Guerra en los cielos
Después de haber confrontado a Adán y Eva con su pecado, Dios pronunció una maldición en contra de la serpiente, aquella criatura misteriosa que los había engañado y que en realidad era más que solo otro animal en el huerto. Curiosamente, Dios no sostuvo una conversación con la serpiente, como lo hizo con el ser humano, Él solo pronunció una maldición y una profecía de lo que sucedería en el futuro:
“Entonces el Señor Dios le dijo a la serpiente: Por lo que has hecho, eres maldita más que todos los animales … y pondré hostilidad entre tú y la mujer, y entre tu descendencia y la descendencia de ella. Su descendiente te golpeará la cabeza, y tú le golpearás el talón.” (Génesis 3:14-15)

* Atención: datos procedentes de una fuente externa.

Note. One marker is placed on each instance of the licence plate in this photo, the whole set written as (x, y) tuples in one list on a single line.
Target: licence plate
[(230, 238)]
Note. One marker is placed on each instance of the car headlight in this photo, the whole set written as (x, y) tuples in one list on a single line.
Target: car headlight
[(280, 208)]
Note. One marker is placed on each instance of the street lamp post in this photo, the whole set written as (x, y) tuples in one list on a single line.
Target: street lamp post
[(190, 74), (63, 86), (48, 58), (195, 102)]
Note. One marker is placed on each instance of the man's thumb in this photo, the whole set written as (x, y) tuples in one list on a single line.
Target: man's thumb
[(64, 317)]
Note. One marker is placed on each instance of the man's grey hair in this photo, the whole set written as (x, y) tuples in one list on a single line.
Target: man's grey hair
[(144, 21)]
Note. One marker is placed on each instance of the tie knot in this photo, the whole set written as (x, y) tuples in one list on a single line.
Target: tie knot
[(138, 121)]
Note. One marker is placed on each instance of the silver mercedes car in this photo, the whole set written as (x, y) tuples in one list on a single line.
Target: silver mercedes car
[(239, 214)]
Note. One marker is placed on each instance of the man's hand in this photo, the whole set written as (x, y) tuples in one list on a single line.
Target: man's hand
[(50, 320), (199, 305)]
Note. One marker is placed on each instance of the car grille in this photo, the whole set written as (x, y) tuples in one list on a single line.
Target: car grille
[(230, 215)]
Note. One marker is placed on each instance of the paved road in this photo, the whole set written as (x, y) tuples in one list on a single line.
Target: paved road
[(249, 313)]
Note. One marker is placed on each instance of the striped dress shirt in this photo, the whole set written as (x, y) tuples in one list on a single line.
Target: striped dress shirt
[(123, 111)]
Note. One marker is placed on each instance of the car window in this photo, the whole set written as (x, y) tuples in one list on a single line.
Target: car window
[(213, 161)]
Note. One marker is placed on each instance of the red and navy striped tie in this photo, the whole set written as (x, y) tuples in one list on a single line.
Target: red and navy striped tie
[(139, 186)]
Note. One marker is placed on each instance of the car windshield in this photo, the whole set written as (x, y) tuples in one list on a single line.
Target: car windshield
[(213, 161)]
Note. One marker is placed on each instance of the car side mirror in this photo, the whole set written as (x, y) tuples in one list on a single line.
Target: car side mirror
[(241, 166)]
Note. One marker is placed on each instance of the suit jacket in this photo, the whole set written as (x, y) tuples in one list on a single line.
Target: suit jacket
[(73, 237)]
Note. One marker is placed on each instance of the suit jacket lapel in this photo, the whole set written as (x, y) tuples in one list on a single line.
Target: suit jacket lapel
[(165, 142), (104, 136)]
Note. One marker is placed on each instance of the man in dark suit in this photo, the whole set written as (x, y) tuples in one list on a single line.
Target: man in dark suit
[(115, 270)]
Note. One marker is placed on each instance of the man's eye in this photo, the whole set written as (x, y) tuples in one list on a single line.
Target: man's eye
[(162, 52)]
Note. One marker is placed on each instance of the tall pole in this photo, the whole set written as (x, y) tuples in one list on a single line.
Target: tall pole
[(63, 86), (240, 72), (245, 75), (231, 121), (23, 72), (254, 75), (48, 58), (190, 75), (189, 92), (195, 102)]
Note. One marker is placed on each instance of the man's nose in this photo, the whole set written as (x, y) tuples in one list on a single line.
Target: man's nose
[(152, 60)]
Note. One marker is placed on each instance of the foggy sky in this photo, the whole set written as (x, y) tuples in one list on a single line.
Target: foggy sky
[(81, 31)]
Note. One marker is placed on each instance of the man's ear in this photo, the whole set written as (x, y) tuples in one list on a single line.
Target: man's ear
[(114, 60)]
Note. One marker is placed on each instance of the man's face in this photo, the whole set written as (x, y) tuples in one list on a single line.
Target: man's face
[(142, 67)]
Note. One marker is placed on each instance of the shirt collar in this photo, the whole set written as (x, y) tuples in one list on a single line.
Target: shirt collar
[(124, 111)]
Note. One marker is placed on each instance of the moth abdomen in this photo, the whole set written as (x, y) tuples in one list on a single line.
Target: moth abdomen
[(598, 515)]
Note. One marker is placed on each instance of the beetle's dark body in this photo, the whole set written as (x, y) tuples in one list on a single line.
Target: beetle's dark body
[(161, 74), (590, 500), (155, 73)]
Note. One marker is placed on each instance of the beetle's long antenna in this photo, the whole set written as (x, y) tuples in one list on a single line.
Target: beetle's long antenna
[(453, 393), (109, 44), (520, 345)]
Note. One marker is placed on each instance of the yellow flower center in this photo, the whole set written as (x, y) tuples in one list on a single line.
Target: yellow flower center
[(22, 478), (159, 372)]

La razón por la que Dios no entabló una conversación con la serpiente y fue directo a la maldición, fue porque esta criatura, representaba un conflicto muy antiguo que había tenido lugar en otro ámbito mucho mayor. Antes de que el mundo o la humanidad fueran creados, la lucha entre el bien y el mal ya existía a un nivel cósmico. En algún punto de la eternidad pasada, una de las criaturas más perfectas que Dios había creado, un querubín llamado Lucifer, se reveló contra Dios en los cielos e instó a la tercera parte de los ángeles a rebelarse junto con él, en contra del Creador (Ezequiel 28:12-19). Es importante comprender esto, ya que el ser humano tiene la tendencia equivocada de pensar que él es el centro de todo lo que ocurre en el mundo. Esto no es así. Mucho antes de que siquiera llegáramos a existir, ya se libraba una batalla entre el bien y el mal. Es por eso, que nosotros representamos un objetivo estratégico para Satanás, el enemigo de Dios, a través del cual él puede tratar de vengarse de su Creador. El diablo odia todo lo que representa a Dios y obviamente, al hacerle daño al ser humano, él sabe que está dañando a aquello que Dios más ama y que mejor lo representa. Fuimos creados a Su imagen. Pero el destino de Satanás estaba pronunciado en aquella maldición: un día sería vencido por completo por un Libertador que saldría de la descendencia de aquellos a quienes él había engañado en el huerto del Edén.
En dirección a la promesa
Para que la promesa de un Libertador se cumpliera, tendrían que pasar muchas cosas que le ayudarían a la raza humana a comprender la naturaleza del plan de salvación de Dios. El establecimiento del pueblo de Israel, como resultado del pacto de Dios con Abraham en Génesis 12 y 15, sería clave para el cumplimiento del plan de Dios. Así como un padre responsable, que desea que sus hijos aprendan lecciones importantes a través de la instrucción, la corrección y el castigo, Dios se dio a la tarea de ilustrarle al ser humano la seriedad de su pecado y todas las implicaciones de este; probando sus corazones y dándoles instrucciones especificas que hicieran más tolerable su caminar por este mundo y sobrellevar las consecuencias del pecado. Puesto que la habilidad del ser humano para distinguir entre lo bueno y lo malo y de tomar decisiones correctas fue deteriorada, Dios les dio leyes que reflejaban Su naturaleza moral y que le servirían de guía para hacer lo correcto. El ser humano, también tendría la oportunidad de relacionarse con Dios, aunque no de manera perfecta ni permanente, mientras llegaba el cumplimiento de aquella promesa de libertad pronunciada en Edén. Y de eso es de lo que trata todo el Antiguo Testamento.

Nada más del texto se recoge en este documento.